Hay fechas que uno no olvida. El 12 de agosto de 2026, la Luna se interpondrá entre la Tierra y el Sol y dejará en penumbra gran parte de la península ibérica durante poco más de un minuto. Será el primer eclipse solar total visible desde la Península en más de un siglo. Y el Institut Valencià d'Art Modern (IVAM) lleva casi un año preparándose para ese momento.
El próximo 10 de junio, el museo valenciano celebra la sesión de clausura de 'De todas las colinas llegaban gritos', un programa que durante los últimos nueve meses ha convertido los fenómenos naturales en materia de investigación artística y colectiva, tomando el eclipse como hilo conductor. No es un cierre ordinario: es la antesala de un acontecimiento astronómico que promete ser, según los especialistas, el eclipse más espectacular del siglo XXI en Europa.
Un programa de investigación que nació mirando al cielo
Comisariado y coordinado por Taller Placer, 'De todas las colinas llegaban gritos' ha reunido durante meses a un grupo de participantes en torno a una pregunta tan simple como estimulante: ¿qué relación existe entre el arte, la vida y la naturaleza? Para responderla, el programa ha desplegado un abanico de actividades tan diversas como inesperadas: talleres de creación colectiva a través de la voz y el folclore, sesiones de observación solar, construcción de dispositivos artesanales para mirar el sol o la visita de expertos del Planetario de Castellón, una institución que ya trabaja activamente en la preparación del evento astronómico.

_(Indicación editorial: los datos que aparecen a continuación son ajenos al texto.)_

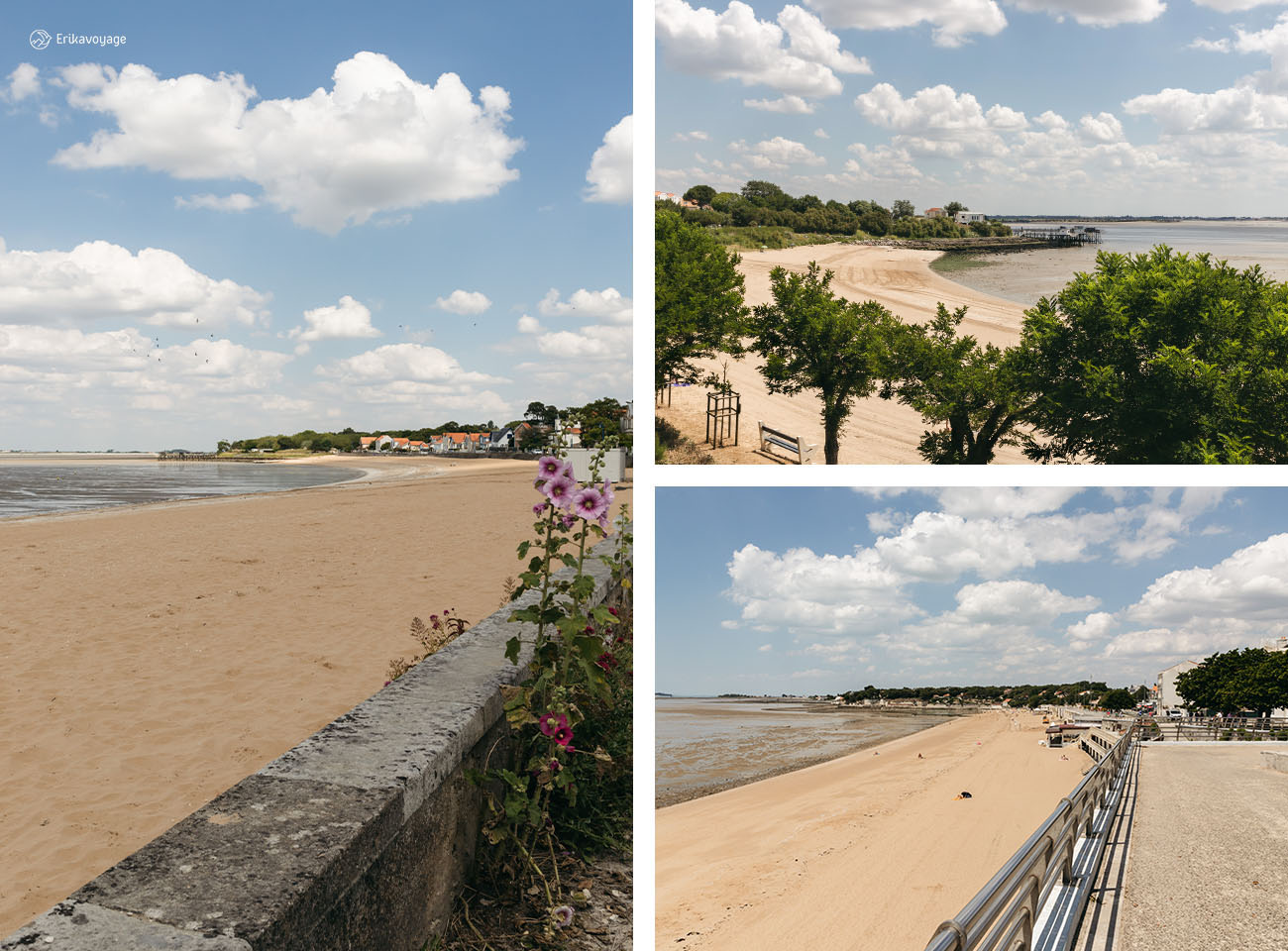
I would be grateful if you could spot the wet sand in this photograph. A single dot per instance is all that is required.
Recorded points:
(879, 431)
(870, 852)
(156, 655)
(704, 746)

La jornada de clausura del 10 de junio arrancará con la presentación de la publicación autoeditada homónima, que recoge los procesos, reflexiones y materiales generados a lo largo de todo el proyecto. Un documento que funciona, a la vez, como memoria colectiva y como manifiesto. La jornada continuará con una actuación de la rondalla MAJAO, que acompañará una celebración abierta a todas las personas que quieran asistir —eso sí, con inscripción previa en la web del IVAM.
Castell de Cabres: un pueblo, un cielo, un eclipse
Castellón y la mayor parte de Valencia estarán incluidas en la franja de territorio donde se podrá ver el eclipse solar de forma total. En Castellón, el eclipse total tendrá una duración de 1 minuto y 35 segundos, frente al minuto y dos segundos de Valencia, lo que convierte a los enclaves castellonenses en algunos de los puntos con mayor tiempo de observación del momento central del fenómeno.
El IVAM ha elegido para su celebración especial un lugar que no aparece en los grandes mapas turísticos, pero que reúne condiciones privilegiadas: Castell de Cabres, una pequeña localidad de la provincia de Castellón. Allí, el 12 de agosto, el museo impulsará una jornada abierta y participativa que combinará arte, música, mediación cultural y observación astronómica. La idea es ambiciosa en su sencillez: convertir un fenómeno cósmico en una experiencia humana compartida. No una retransmisión, sino una celebración.
En la Comunitat Valenciana, la totalidad del eclipse se producirá entre las 20:32 y las 20:33, un instante en el que la luz ambiental bajará, descenderá ligeramente la temperatura y se despertarán sonidos crepusculares de aves e insectos. Un minuto. El tiempo suficiente para que el mundo parezca otro.
Arte contemporáneo ante lo inconmensurable
Que un museo de arte moderno dedique casi un año a investigar los fenómenos naturales no es una extravagancia, sino una apuesta coherente con una tradición larga: la de los artistas que siempre han mirado al cielo para entender la tierra. La franja de totalidad del eclipse cruzará la Península Ibérica de oeste a este, pasando por capitales como La Coruña, León, Bilbao, Zaragoza y Valencia. Millones de personas en toda España tendrán ese instante de oscuridad compartida. El IVAM propone que, al menos en su caso, ese instante haya sido pensado, preparado y celebrado colectivamente.
La clausura del 10 de junio es, en ese sentido, mucho más que el final de un programa cultural. Es el umbral. El momento en que nueve meses de investigación, voces, dispositivos ópticos y reflexiones sobre la naturaleza se sintetizan en la espera de algo que, durante apenas sesenta segundos, convertirá el cielo valenciano en el centro del mundo.